We most often see the Hong Kong company problem with foreign companies that have Chinese “employees” in China but no company there. This is 100% illegal in China. Yet this is common and it is also common for the Chinese government to catch foreign companies that do this and come down on those companies like a ton of bricks. For a more complete explanation of this, check out my Forbes article, China’s Tax Authorities Want You. The chief reason companies with employees in China want to avoid having a China entity is because China employer taxes and required benefit payments are roughly 40 percent of salaries and if you have can keep your China employees off China’s “tax grid”, you can avoid paying those taxes and benefits.

Often, the “Hong Kong excuse” is generated by a Chinese employee who wants its foreign “employer” to operate illegally in China so the employee’s pay can be higher because there are no employer taxes and no employee income taxes. he or she is not paying income taxes. The Chinese employee convinces its foreign employer that forming a Hong Kong company will be both cheaper and equally effective as forming a PRC company, and usually they insist that it is perfectly legal.

Generally, the Chinese government does not care about its own citizens being paid illegally, but it cares a ton about foreign companies operating illegally. This is borne out by how often foreign companies come to us after being ratted out by their own employee who has either become disgruntled with their foreign employer or who is getting immunity and/or a payoff from the Chinese government.

But it isn’t. Sorry.
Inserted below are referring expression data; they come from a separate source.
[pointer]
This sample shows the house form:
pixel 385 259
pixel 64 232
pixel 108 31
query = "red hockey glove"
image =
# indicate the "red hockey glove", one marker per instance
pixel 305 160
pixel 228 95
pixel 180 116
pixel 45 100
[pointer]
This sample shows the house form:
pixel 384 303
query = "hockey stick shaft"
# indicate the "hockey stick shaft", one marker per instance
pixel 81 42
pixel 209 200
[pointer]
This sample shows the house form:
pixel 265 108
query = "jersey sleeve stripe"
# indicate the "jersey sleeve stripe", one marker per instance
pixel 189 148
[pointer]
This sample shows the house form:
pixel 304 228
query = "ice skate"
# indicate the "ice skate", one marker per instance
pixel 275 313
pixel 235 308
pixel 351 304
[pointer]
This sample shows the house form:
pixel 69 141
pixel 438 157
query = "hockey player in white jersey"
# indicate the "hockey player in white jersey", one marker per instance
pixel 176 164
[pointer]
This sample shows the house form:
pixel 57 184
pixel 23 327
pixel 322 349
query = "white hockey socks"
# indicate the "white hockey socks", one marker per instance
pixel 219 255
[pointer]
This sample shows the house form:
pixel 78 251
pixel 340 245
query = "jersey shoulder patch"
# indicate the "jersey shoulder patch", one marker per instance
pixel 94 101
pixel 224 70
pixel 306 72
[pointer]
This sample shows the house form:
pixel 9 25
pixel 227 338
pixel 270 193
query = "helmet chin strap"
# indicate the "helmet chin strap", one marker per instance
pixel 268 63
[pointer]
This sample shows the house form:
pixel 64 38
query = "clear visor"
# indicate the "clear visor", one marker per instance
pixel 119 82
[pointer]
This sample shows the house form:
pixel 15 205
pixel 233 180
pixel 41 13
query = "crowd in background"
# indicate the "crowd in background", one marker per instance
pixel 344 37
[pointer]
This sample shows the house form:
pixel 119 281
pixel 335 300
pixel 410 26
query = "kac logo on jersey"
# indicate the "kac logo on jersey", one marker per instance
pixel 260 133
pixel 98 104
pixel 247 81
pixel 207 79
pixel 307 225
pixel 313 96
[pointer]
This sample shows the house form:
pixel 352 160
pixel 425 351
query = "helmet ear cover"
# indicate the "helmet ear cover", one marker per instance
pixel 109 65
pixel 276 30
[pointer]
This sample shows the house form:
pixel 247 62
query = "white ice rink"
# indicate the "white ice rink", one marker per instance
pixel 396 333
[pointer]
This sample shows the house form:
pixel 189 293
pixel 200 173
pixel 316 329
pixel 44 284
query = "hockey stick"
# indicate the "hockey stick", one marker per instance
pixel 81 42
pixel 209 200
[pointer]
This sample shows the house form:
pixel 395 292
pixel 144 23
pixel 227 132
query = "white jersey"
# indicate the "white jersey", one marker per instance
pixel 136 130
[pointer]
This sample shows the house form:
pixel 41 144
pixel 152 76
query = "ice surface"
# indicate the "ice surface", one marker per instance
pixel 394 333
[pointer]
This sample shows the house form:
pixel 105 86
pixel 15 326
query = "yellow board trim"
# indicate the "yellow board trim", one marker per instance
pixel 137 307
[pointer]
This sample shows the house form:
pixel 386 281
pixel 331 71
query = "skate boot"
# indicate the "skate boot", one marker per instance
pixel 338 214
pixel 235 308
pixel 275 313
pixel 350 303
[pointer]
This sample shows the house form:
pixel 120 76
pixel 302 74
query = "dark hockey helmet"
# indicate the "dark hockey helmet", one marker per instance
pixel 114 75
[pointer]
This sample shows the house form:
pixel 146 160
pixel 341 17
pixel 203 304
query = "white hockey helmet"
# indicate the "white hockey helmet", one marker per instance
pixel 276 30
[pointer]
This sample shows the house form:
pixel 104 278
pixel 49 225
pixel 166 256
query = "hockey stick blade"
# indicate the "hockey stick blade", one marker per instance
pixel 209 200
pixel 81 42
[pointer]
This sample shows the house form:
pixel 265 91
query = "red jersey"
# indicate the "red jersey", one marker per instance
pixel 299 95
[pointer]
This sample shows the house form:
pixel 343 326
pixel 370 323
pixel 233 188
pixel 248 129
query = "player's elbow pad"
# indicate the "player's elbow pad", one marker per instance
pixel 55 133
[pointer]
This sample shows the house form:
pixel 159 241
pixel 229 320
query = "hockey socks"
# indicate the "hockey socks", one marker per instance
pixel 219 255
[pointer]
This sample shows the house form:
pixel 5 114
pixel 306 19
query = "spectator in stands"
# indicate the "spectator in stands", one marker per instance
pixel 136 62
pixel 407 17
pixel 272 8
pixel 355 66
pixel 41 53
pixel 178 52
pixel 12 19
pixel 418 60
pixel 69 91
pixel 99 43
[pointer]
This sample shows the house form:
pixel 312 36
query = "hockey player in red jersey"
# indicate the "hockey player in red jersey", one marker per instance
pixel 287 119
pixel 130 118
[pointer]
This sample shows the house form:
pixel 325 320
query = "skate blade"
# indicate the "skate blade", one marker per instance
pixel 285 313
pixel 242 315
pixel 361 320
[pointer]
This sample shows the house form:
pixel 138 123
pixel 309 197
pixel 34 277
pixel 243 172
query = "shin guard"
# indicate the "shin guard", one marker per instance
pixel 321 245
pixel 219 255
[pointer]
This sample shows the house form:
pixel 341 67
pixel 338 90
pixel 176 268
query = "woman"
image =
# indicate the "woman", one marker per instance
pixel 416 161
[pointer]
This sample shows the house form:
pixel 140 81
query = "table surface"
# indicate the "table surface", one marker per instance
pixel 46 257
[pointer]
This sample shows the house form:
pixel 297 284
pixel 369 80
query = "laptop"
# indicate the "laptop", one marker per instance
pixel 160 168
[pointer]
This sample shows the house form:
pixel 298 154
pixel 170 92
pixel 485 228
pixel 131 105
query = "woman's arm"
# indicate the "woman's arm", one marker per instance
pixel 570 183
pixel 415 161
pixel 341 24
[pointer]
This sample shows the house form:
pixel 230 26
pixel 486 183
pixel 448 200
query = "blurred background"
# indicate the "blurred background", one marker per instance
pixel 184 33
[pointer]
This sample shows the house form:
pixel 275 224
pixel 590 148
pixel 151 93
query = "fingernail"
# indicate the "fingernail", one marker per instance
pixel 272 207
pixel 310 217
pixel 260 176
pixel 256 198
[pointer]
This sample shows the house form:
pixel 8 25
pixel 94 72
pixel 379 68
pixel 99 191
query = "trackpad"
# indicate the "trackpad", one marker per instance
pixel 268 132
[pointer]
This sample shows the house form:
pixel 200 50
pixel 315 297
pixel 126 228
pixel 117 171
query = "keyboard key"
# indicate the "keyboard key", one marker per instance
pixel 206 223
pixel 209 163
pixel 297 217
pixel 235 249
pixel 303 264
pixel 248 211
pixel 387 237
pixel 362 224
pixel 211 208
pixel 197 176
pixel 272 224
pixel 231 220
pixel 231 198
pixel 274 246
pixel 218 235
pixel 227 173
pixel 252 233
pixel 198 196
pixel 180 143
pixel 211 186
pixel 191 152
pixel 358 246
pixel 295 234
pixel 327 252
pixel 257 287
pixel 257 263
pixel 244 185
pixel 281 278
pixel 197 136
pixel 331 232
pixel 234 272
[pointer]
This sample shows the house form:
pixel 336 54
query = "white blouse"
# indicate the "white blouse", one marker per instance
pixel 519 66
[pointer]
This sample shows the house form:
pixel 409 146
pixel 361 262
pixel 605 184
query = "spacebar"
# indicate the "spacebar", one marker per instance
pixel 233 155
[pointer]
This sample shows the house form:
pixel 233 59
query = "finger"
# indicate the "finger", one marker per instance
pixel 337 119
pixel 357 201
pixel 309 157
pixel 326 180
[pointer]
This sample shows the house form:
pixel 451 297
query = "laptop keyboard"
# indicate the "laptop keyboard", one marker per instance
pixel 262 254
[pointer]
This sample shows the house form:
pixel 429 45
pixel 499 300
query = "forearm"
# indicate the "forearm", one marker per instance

If you have employees in China or if you are otherwise doing business in China at a level that requires an entity (there’s that vague line again) and you do not have a registered PRC entity, you are at huge risk of legal and a tax problems. For more on the China-Hong Kong distinction on corporate entities, check out How to Form a China WFOE: What’s Hong Kong Got to Do with It?

And since we are discussing how Hong Kong entities do not satisfy PRC entity requirements, I should also remind you that having a trademark in Hong Kong, Taiwan or Macau does not give you any trademark rights in the PRC and vice-versa. Again, you must think of these jurisdictions as being legally separate as that is the case when it comes to trademark rights as well. For more on this, check out China Legal. Not Hong Kong Legal. Not Taiwan Legal. Not Macau Legal.

One last area where we often have to deal with the differences between Hong Kong and China is on contracts relating to manufacturing, such as NNN Agreements and Product Development Agreements. Many Chinese manufacturing companies want their agreements with their foreign customers to be with the manufacturer’s Hong Kong entity, not its China entity. This creates complicated ownership, payment, liability, and jurisdictional and venue issues that must be resolved correctly to prevent a legally nonsensical or invalid agreement or even worse, an agreement that makes perfect legal sense, but provides no protections to the foreign buyer. Again the key issue here is that Hong Kong and the PRC are legally separate when it comes to commercial transactions. See Who Should Sign Your China OEM Agreement?

How many of you were aware of the above and for how many of you is the above a revelation?